MongoDB Normalization

Introduction

Normalization is a database design technique originally developed for relational databases that aims to reduce data redundancy and improve data integrity. While MongoDB is a document-oriented NoSQL database that doesn't strictly adhere to the same normalization rules as relational databases, understanding and applying normalization principles can still lead to more efficient and maintainable MongoDB schemas.

In this tutorial, we'll explore how normalization concepts apply to MongoDB, when you should normalize your data, when denormalization might be a better approach, and provide practical examples to help you make informed design decisions.

What is Normalization in MongoDB?

In relational databases, normalization involves organizing data into separate tables and defining relationships between them. In MongoDB, normalization means splitting related data into separate collections and using references between documents.

While MongoDB allows for rich, nested documents (denormalization), there are scenarios where normalizing your data provides significant advantages:

When data is updated frequently
When you want to avoid excessive duplication
When consistency is critical across multiple documents
When document size might exceed MongoDB's 16MB limit

Basic Normalization in MongoDB

Let's look at how we can normalize data in MongoDB with a simple example. Consider an e-commerce application with customers and orders.
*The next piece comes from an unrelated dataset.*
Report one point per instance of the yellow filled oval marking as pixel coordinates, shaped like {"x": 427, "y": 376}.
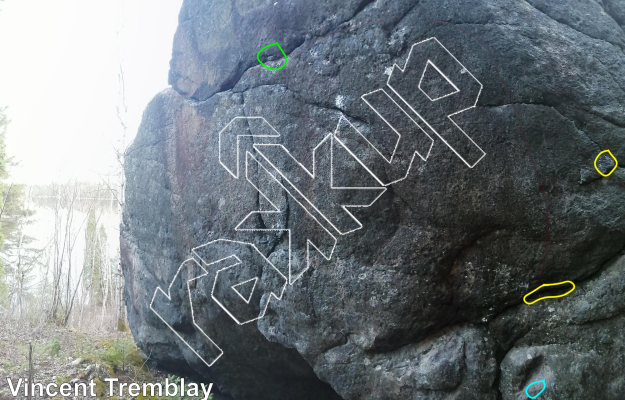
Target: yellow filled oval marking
{"x": 548, "y": 297}
{"x": 611, "y": 155}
Denormalized Approach (Embedded Documents)

javascript
// A denormalized document with orders embedded within customer document
{
  "_id": ObjectId("5f8d0e2d5ab5c12345678901"),
  "name": "John Doe",
  "email": "[email protected]",
  "address": {
    "street": "123 Main St",
    "city": "New York",
    "state": "NY",
    "zipCode": "10001"
  },
  "orders": [
    {
      "orderId": "ORD-001",
      "date": ISODate("2023-05-15T14:30:00Z"),
      "items": [
        {
          "productId": "P100",
          "productName": "Laptop",
          "price": 999.99,
          "quantity": 1
        },
        {
          "productId": "P200",
          "productName": "Mouse",
          "price": 24.99,
          "quantity": 2
        }
      ],
      "totalAmount": 1049.97
    },
    {
      "orderId": "ORD-002",
      "date": ISODate("2023-06-10T11:15:00Z"),
      "items": [
        {
          "productId": "P300",
          "productName": "Headphones",
          "price": 149.99,
          "quantity": 1
        }
      ],
      "totalAmount": 149.99
    }
  ]
}

Normalized Approach (Separate Collections)

javascript
// Customers collection
{
  "_id": ObjectId("5f8d0e2d5ab5c12345678901"),
  "name": "John Doe",
  "email": "[email protected]",
  "address": {
    "street": "123 Main St",
    "city": "New York",
    "state": "NY",
    "zipCode": "10001"
  }
}

// Orders collection
{
  "_id": ObjectId("6a1b2c3d4e5f67890123456"),
  "orderId": "ORD-001",
  "customerId": ObjectId("5f8d0e2d5ab5c12345678901"),
  "date": ISODate("2023-05-15T14:30:00Z"),
  "totalAmount": 1049.97,
  "items": [
    {
      "productId": "P100", 
      "productName": "Laptop",
      "price": 999.99,
      "quantity": 1
    },
    {
      "productId": "P200",
      "productName": "Mouse",
      "price": 24.99,
      "quantity": 2
    }
  ]
}

{
  "_id": ObjectId("7a8b9c0d1e2f34567890abcd"),
  "orderId": "ORD-002",
  "customerId": ObjectId("5f8d0e2d5ab5c12345678901"),
  "date": ISODate("2023-06-10T11:15:00Z"),
  "totalAmount": 149.99,
  "items": [
    {
      "productId": "P300",
      "productName": "Headphones",
      "price": 149.99,
      "quantity": 1
    }
  ]
}

// Products collection (further normalization)
{
  "_id": "P100",
  "name": "Laptop",
  "description": "15-inch laptop with 16GB RAM",
  "price": 999.99,
  "category": "Electronics",
  "inStock": 45
}

{
  "_id": "P200",
  "name": "Mouse",
  "description": "Wireless ergonomic mouse",
  "price": 24.99,
  "category": "Accessories",
  "inStock": 156
}

When to Normalize in MongoDB

Normalization is beneficial in the following scenarios:

1. When Data is Updated Frequently

If certain fields need to be updated frequently, it makes sense to store them in separate collections. This avoids updating the same information in multiple places.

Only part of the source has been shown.